Regeni had been in Cairo to research Egypt’s independent unions for his doctoral thesis. His associates say that he was also interested in the ancient domination of the Egyptian economy by the state and the army. Both issues are sensitive in Egypt.
It was also discovered that he had been writing anti-government articles under a pseudonym for the left-wing Italian newspaper il Manifesto.

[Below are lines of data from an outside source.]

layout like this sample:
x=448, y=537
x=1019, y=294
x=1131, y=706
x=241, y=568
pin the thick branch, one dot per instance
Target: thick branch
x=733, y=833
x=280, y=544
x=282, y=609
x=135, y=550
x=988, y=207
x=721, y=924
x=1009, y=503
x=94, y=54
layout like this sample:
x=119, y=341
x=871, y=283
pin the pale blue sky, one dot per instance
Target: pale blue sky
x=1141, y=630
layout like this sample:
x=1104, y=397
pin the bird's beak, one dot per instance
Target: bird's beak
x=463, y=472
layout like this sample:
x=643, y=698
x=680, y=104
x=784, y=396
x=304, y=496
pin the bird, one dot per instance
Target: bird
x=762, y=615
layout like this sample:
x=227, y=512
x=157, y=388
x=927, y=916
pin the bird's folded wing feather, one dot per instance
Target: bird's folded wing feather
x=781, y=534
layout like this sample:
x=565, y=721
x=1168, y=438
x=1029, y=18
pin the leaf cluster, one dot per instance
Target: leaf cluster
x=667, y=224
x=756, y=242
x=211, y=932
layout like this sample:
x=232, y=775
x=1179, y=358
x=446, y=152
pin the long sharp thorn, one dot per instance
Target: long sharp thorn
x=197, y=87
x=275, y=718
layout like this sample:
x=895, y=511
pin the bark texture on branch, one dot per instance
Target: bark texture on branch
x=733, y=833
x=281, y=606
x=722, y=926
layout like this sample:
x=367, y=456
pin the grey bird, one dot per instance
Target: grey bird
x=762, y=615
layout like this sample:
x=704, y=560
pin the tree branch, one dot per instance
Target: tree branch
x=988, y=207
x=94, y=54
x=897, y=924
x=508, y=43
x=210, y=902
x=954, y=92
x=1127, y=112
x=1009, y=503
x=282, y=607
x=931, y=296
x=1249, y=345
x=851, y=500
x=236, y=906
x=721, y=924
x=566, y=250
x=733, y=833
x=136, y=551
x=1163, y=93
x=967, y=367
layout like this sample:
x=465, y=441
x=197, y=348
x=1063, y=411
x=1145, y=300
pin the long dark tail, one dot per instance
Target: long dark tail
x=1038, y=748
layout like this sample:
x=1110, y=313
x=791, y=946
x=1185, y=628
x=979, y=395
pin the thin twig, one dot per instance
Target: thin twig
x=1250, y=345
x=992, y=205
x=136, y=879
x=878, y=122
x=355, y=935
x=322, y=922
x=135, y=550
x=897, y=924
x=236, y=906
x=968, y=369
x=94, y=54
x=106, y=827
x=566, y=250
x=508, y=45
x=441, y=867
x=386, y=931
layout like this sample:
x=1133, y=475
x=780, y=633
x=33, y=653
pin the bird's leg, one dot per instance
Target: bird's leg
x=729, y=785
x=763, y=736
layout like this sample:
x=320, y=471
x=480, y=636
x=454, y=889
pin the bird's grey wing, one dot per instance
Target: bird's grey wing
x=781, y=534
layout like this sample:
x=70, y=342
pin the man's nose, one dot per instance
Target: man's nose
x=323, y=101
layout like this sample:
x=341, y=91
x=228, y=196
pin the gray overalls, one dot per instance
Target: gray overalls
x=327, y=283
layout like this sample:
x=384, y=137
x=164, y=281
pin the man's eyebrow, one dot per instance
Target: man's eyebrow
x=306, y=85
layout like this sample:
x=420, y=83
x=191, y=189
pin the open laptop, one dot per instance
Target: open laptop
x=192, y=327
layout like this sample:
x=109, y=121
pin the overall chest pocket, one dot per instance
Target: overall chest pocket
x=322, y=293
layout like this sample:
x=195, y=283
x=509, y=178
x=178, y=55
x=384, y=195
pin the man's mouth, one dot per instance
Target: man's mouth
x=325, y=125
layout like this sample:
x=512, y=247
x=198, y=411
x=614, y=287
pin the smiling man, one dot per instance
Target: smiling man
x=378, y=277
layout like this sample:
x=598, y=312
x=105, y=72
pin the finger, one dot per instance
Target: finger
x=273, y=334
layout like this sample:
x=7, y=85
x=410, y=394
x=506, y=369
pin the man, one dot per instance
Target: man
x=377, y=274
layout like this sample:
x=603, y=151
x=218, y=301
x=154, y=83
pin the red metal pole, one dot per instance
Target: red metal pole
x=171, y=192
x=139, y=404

The newspaper’s foreign editor, Simone Pieranni, then claimed that the articles were written under an alternative name for fear of reprisals.
Pieranni said: ‘I imagine it was for security because the articles were about workers and unions.
“It is clear that when we talk about social rights and workers’ rights in Egypt, we are implicitly denouncing the lack of freedom.”
In an editorial, the newspaper adds: “He feared for his safety.”
Prosecutors said in February they had evidence showing that Maj. Magdi Sharif of Egypt’s General Intelligence arranged informants to follow Regeni and eventually arrested him at a Cairo subway station.
The Egyptian government admitted in 2016 to having placed the student under surveillance.
The charge sheet says Sharif and other unnamed Egyptian officials tortured Regeni for several days, causing him “acute physical suffering.”
An Egyptian friend of Regeni said that shortly before Regeni’s death, the student had been seeking contacts for union activists to interview as part of their investigation.
This political investigation was the main focus when police questioned his friend after the Italian student disappeared, he said.
Another friend revealed that Regeni had left his accommodation in a “middle-class area of Cairo to meet a friend downtown.”
‘The friend called him after he didn’t show up. His mobile was switched off at the time,” the friend told MailOnline in 2016, speaking on condition of anonymity.
‘We spoke briefly on the day of his disappearance, about two hours before. She was happy and cheerful, she was about to meet a friend. “There are no indications of any concern.”
Italian and Egyptian prosecutors initially investigated the case together, but reached different conclusions.
Egypt said the murder was the work of gangsters and denied any state involvement in Regeni’s disappearance or death.
His family categorically denied the Italian press suggestion that Regeni may have worked for Italian intelligence.